Cookies are required for login or registration. Please read and agree to our cookie policy to continue.

Newest Member: chickenchicken

Reconciliation :
Help...asap

Topic is Sleeping.
default

 crazycatlady (original poster member #12849) posted at 9:03 PM on Tuesday, May 14th, 2024

My day was almost 18 years ago and the FOW just tried to befriend my husband on Facebook. Should I tell her husband? I have screenshots from her most recent fishing expedition (last freaking week) as well as her last try in 2017 where she told my husband that their " time was real and she will love him forever."

I will send it to his work email.

[This message edited by crazycatlady at 9:04 PM, Tuesday, May 14th]

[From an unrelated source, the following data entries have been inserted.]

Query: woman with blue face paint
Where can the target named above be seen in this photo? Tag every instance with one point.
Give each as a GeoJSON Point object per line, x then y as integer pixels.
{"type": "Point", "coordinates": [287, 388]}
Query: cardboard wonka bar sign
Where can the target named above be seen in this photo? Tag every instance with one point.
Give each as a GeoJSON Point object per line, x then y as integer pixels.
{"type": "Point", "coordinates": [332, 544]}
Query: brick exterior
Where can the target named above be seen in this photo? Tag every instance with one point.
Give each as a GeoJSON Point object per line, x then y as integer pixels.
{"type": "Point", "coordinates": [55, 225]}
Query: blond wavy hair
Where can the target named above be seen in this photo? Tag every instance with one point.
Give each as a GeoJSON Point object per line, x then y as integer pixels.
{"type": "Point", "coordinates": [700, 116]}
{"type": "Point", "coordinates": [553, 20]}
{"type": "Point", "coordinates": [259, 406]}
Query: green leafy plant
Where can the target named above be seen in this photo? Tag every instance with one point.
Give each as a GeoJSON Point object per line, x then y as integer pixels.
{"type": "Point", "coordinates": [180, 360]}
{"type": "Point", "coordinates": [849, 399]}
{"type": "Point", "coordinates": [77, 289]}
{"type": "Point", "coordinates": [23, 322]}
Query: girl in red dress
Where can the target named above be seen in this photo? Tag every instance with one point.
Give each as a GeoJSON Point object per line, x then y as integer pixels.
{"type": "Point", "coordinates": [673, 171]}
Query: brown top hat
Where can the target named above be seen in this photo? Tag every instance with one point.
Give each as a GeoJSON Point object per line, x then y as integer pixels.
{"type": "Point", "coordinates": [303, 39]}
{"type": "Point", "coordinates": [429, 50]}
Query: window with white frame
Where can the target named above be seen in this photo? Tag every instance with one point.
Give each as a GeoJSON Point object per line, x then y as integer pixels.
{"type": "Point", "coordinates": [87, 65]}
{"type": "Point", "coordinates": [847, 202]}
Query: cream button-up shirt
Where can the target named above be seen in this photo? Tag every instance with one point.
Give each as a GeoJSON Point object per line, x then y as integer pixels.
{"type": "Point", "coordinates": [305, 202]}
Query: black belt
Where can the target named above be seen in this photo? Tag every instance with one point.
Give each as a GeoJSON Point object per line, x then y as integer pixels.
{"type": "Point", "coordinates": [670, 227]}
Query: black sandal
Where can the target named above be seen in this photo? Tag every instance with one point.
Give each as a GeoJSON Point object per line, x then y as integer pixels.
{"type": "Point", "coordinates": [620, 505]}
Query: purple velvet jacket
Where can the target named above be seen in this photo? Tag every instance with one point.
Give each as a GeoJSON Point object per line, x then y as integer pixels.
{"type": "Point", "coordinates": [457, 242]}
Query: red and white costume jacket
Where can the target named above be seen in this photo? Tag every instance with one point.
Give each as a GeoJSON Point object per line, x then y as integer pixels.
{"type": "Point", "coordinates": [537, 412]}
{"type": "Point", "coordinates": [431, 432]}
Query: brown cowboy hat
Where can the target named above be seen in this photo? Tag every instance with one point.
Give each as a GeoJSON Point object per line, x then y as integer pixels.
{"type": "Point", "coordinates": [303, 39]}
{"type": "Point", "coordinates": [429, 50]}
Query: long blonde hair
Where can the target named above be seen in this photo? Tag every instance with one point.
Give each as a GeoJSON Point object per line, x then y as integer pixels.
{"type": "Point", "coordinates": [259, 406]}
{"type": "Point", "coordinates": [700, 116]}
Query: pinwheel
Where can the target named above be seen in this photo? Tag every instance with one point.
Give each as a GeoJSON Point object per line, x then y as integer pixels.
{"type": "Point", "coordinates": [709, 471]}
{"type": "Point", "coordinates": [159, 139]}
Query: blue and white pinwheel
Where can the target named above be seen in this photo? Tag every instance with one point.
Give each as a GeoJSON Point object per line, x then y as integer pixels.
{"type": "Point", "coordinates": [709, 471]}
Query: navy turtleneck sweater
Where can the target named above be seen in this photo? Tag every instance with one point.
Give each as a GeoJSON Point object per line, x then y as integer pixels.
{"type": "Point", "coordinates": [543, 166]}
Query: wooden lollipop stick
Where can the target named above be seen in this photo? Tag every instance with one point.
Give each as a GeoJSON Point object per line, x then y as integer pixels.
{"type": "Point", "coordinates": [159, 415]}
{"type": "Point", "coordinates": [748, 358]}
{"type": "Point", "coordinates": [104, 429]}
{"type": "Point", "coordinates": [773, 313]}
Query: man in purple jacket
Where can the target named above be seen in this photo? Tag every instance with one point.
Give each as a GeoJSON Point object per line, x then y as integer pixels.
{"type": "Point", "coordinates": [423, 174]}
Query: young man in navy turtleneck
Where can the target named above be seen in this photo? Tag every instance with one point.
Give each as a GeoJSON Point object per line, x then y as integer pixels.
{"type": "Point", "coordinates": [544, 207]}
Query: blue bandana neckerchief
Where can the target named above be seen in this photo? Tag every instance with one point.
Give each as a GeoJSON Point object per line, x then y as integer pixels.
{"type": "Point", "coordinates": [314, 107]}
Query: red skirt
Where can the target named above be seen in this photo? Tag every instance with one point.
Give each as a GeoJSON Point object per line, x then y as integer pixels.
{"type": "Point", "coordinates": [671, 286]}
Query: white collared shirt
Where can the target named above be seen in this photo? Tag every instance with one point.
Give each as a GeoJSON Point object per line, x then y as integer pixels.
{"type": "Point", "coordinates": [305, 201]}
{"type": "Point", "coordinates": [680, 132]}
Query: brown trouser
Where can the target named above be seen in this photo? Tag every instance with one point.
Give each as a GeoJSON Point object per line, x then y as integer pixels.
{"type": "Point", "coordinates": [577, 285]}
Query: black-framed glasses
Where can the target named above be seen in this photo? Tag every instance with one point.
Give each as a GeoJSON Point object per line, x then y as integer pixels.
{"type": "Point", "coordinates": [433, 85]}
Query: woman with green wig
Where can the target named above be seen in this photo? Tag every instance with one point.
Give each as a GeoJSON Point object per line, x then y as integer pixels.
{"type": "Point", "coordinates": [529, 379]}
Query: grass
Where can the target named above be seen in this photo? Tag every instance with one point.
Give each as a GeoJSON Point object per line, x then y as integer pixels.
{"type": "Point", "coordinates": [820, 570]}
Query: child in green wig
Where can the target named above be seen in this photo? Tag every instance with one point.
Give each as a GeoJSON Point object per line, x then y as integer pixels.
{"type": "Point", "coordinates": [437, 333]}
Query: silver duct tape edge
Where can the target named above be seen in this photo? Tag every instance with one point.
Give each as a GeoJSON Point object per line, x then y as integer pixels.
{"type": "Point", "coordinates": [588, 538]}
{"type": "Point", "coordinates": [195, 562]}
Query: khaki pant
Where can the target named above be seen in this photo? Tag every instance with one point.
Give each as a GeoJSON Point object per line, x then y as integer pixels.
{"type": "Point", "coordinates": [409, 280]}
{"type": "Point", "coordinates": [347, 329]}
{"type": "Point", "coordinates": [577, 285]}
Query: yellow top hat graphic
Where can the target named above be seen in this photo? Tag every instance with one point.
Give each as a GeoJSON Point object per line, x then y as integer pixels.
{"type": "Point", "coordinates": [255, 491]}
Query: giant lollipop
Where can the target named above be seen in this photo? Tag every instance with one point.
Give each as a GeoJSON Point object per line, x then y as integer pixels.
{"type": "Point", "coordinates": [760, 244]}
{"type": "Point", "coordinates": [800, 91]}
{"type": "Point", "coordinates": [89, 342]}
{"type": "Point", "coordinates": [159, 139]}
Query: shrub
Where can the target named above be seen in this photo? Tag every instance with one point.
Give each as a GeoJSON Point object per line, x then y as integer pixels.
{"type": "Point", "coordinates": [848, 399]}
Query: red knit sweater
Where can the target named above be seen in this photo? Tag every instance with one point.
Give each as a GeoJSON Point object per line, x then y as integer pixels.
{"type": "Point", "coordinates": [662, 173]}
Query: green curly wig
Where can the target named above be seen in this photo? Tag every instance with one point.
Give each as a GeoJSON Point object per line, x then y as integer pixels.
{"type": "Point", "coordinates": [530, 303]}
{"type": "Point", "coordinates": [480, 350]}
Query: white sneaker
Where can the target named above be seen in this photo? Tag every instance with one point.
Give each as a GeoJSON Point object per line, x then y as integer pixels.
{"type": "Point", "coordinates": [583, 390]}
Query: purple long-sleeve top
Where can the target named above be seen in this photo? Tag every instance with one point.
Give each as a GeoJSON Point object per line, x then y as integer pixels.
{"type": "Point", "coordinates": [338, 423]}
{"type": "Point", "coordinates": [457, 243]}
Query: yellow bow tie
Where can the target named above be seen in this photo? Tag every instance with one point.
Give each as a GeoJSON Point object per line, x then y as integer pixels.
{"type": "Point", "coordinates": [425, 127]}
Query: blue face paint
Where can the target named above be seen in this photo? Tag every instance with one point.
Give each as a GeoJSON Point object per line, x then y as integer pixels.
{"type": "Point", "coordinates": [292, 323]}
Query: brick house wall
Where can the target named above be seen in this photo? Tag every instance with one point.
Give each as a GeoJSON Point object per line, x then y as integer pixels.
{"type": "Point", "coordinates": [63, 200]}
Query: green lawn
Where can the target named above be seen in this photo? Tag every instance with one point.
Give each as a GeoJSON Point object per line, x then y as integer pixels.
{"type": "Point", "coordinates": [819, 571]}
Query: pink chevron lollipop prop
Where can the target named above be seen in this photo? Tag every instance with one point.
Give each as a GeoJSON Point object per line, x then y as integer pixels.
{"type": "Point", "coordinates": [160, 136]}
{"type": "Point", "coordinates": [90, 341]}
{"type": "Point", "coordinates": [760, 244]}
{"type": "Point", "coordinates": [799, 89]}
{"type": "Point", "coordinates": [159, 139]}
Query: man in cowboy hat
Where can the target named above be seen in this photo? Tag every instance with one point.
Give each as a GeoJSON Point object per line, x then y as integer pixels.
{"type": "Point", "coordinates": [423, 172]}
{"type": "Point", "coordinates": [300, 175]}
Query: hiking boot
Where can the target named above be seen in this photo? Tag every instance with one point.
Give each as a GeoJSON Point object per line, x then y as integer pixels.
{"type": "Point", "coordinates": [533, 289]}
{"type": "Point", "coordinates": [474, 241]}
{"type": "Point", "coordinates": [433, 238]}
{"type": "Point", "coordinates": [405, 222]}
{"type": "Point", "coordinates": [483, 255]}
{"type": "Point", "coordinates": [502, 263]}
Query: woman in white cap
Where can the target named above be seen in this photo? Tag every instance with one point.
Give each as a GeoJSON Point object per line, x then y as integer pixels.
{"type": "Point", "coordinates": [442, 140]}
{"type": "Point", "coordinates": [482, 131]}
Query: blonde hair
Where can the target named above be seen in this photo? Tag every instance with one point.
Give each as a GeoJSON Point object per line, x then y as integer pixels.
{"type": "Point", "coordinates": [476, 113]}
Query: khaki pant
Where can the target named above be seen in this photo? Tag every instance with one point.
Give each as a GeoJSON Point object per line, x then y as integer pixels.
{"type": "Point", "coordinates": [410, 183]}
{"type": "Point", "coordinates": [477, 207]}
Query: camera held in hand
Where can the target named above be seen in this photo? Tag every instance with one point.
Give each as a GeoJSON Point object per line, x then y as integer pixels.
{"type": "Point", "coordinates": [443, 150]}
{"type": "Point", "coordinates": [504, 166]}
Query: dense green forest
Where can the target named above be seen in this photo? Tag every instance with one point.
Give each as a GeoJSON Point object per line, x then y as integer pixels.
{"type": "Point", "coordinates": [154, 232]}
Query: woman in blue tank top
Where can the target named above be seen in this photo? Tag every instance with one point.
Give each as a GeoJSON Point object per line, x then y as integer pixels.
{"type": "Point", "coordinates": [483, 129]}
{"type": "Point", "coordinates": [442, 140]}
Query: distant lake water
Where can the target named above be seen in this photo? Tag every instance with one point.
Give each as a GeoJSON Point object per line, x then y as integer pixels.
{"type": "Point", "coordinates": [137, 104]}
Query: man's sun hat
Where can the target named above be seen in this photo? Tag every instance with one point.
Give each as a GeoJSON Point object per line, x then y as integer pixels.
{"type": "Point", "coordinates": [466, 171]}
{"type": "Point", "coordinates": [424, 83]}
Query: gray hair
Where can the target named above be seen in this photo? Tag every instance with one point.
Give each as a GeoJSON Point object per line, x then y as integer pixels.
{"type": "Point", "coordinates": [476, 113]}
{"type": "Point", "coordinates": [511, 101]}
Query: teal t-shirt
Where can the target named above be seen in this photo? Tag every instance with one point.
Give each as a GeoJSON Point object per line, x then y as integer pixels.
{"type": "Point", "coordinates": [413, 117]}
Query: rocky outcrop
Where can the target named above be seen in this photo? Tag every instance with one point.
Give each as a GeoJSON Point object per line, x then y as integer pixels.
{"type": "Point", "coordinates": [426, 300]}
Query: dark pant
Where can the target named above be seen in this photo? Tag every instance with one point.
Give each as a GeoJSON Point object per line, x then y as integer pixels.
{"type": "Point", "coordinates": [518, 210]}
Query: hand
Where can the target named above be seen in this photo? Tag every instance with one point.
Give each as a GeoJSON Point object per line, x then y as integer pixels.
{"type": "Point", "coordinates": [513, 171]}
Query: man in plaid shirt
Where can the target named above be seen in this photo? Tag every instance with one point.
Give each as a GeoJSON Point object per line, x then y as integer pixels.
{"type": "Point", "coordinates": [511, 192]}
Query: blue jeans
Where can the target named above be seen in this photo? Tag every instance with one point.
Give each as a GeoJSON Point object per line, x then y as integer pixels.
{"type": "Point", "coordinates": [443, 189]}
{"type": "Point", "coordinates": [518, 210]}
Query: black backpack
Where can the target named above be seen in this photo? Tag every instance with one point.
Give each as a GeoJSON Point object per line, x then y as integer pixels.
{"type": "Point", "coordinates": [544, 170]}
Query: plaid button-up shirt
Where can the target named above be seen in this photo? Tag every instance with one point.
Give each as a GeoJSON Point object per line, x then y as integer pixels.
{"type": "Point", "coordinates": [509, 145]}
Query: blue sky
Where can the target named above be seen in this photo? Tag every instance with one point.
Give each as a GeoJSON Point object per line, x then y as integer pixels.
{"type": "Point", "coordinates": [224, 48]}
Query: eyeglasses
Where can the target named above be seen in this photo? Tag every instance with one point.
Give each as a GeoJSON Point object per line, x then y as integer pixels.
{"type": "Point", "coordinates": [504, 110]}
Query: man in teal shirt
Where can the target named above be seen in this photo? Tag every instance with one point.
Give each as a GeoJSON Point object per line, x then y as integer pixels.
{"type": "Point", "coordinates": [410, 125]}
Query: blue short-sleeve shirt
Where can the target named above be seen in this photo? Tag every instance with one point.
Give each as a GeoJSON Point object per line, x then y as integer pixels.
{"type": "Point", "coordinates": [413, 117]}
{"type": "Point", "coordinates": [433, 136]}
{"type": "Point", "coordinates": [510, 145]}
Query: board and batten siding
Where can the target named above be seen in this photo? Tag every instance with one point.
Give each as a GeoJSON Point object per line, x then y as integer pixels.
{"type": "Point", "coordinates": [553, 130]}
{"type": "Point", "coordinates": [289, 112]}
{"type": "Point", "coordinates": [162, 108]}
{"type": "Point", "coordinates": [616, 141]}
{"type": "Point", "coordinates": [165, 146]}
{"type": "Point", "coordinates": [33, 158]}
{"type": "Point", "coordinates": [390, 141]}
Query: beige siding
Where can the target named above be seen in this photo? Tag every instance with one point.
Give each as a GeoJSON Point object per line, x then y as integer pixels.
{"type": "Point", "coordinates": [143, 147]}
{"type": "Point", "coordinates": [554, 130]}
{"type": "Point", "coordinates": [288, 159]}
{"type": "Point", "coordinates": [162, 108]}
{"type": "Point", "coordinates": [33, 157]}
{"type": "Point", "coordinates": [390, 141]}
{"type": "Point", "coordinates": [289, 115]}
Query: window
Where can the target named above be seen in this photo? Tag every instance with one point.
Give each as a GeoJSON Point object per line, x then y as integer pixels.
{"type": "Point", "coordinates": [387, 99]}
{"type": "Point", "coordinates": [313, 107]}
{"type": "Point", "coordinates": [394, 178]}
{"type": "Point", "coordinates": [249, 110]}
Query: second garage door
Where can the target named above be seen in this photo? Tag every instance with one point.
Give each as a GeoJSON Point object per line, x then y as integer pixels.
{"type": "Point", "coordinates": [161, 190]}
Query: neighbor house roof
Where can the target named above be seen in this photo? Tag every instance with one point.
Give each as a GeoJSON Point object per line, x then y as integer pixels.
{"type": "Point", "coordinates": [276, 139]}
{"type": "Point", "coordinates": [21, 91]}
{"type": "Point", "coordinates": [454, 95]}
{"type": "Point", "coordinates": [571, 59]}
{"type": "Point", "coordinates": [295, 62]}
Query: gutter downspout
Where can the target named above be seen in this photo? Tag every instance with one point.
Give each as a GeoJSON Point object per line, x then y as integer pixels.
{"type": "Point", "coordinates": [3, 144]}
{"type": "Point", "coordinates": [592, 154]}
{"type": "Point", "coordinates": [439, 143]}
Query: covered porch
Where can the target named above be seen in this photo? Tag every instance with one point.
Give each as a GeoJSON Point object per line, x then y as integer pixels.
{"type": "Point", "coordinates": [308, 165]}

Love all, trust a few. Do wrong to none.William Shakespeare "All's Well That Ends Well"D-Day: Nov 30, 2006"For I have sworn thee fair, and thought thee bright, who art as black as hell, as dark as night." William Shakespeare

posts: 1868   ·   registered: Dec. 4th, 2006   ·   location: Etherville
id 8836462
default

HellIsNotHalfFull ( member #83534) posted at 9:10 PM on Tuesday, May 14th, 2024

I think you should send it to him absolutely. Especially the I will forever love you crap. As a BH, I would want to know if my WW was sending that to any man. Don’t care if it’s 18 years later.

Me mid 40s BH
Her 40s STBX WW
3 year EA 1 year PA.
DDAY 1 Feb 2022. DDAY 2 Jun 2022. DDAY 3/4/5/6/7 July 2024
Nothing but abuse and lies and abuse false R for three years. Divorcing and never looking back.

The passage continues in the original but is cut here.